Martí Beltran defended his thesis directed by Dra. Trinitat Pradell on January 22 electronically. Titled “Analysis and degradation mechanisms of enamels, grisailles and silver Stains on modernist stained glass”, the thesis presents a study on the composition and degradation mechanisms of modernist enamels using analytical techniques
Martí Beltran Gonzalez defends his thesis on the conservation of modernist stained glass
Image of the modernist stained glass window Les dames de Cerdanyola, made by L. Dietrich (1888-1910) where you can see the characteristic degradation of blue and green enamels (co. J. Bonet).

Materials and methods used in the production of modernist (late 19th and early 20th century) stained glass from the city of Barcelona with special regards to the degradation mechanisms of enamels, grisailles and silver stains have been studied. Coloured enamels from the raw materials used in the Rigalt, Granell & cia modernist workshops from Barcelona were produced and compared to those found in the buildings and belonging to the private collection of J.M. Bonet workshop to explore the reason for the reduced stability of the blue and green enamels.

The chemical composition has been determined (and pigments identified) by means of Laser Ablation Inductively-Coupled Plasma Mass Spectrometry (LA-ICP-MS), X-Ray Diffraction (XRD) and UV-Vis-NIR spectroscopy, and the thermal properties of the enamels measured by Differential Scanning Calorimetry (DSC) and Hot Stage Microscopy (HSM).

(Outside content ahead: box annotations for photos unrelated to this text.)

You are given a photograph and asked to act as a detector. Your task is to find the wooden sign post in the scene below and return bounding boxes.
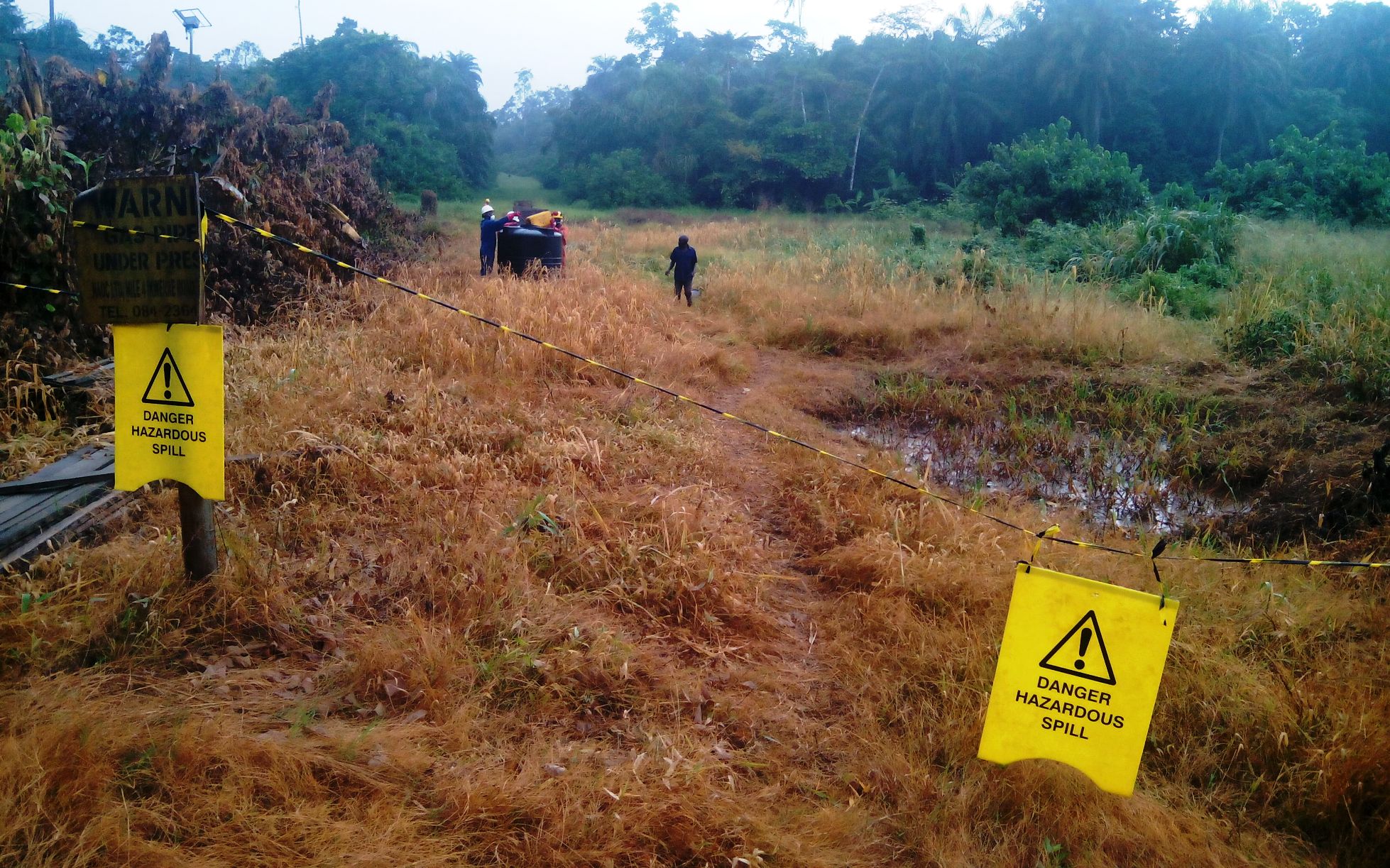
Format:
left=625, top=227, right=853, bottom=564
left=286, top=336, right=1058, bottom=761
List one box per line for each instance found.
left=72, top=175, right=225, bottom=579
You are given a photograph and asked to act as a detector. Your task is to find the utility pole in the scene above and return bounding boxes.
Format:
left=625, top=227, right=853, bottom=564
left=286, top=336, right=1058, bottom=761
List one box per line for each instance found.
left=174, top=9, right=213, bottom=79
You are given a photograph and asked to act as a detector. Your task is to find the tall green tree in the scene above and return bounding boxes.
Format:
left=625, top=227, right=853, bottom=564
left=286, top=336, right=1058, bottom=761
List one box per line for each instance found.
left=1181, top=0, right=1293, bottom=163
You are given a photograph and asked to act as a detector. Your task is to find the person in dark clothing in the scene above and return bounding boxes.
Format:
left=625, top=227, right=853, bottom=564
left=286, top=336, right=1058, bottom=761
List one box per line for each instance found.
left=666, top=235, right=699, bottom=307
left=478, top=199, right=508, bottom=276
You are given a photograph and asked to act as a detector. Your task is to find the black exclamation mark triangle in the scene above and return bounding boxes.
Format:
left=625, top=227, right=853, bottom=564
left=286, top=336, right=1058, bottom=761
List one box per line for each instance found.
left=141, top=347, right=193, bottom=407
left=1039, top=610, right=1115, bottom=685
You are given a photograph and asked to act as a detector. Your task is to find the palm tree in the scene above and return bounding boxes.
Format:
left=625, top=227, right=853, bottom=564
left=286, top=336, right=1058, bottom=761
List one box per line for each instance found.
left=1031, top=0, right=1159, bottom=143
left=1183, top=0, right=1290, bottom=163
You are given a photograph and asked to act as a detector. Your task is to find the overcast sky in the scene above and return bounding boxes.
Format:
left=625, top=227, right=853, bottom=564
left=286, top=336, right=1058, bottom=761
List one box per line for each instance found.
left=18, top=0, right=1357, bottom=109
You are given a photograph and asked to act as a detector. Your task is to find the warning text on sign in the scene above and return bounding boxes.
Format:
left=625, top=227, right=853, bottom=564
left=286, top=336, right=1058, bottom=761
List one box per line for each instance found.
left=111, top=325, right=225, bottom=500
left=980, top=564, right=1177, bottom=796
left=74, top=177, right=203, bottom=324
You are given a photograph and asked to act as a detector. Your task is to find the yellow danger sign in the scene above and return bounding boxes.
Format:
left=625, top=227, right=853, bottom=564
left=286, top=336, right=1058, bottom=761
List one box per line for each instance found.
left=111, top=324, right=226, bottom=500
left=980, top=564, right=1177, bottom=796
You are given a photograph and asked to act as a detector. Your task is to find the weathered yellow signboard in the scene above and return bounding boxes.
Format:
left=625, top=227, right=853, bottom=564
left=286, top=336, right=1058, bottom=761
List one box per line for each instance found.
left=980, top=564, right=1177, bottom=796
left=72, top=175, right=203, bottom=325
left=111, top=325, right=226, bottom=500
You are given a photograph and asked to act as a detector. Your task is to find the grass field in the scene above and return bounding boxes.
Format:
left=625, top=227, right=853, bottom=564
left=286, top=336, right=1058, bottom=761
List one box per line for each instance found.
left=0, top=204, right=1390, bottom=868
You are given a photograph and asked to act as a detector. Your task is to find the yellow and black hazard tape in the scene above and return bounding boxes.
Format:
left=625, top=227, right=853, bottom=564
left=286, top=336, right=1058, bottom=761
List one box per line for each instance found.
left=0, top=280, right=78, bottom=299
left=198, top=211, right=1390, bottom=568
left=72, top=219, right=197, bottom=241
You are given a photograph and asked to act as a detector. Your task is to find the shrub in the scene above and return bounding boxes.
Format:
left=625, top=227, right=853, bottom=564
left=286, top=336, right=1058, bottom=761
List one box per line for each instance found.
left=1108, top=206, right=1240, bottom=278
left=563, top=148, right=685, bottom=209
left=955, top=118, right=1148, bottom=234
left=1207, top=126, right=1390, bottom=225
left=361, top=114, right=463, bottom=199
left=1226, top=309, right=1308, bottom=366
left=1115, top=271, right=1219, bottom=319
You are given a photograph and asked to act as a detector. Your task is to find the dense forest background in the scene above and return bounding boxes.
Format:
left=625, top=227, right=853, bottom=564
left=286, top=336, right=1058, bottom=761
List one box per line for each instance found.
left=0, top=0, right=1390, bottom=215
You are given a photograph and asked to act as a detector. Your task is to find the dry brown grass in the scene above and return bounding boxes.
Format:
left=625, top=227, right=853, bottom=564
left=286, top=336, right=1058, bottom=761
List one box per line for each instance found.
left=0, top=214, right=1390, bottom=868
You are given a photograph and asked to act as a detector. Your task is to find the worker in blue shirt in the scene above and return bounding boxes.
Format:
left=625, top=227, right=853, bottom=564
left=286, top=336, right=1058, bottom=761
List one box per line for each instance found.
left=666, top=235, right=699, bottom=307
left=478, top=199, right=508, bottom=276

The enamels are made of a lead-zinc borosilicate glass characterised by its low softening temperatures maintaining a good stability against chemical corrosion, in particular to water corrosion. However, the relatively narrow range of firing temperatures necessary for correct adherence of the enamels to the contemporary glass base may have required the addition of a high lead borosilicate flux, which would have increased the lead content of the enamel, decreasing the firing temperature but also its stability.

The historical enamels show a lead, boron and zinc depleted hydrated silica rich amorphous glass, with precipitated lead and calcium sulphates or carbonates, characteristic of extensive atmospheric corrosion. The blue and green enamels show a heterogeneous layered microstructure more prone to degradation which is augmented by a greater heating and thermal stress affectation produced by the enhanced Infrared absorbance of blue tetrahedral cobalt colour centres and copper ions dissolved in the glass and, in particular, of the cobalt spinel particles.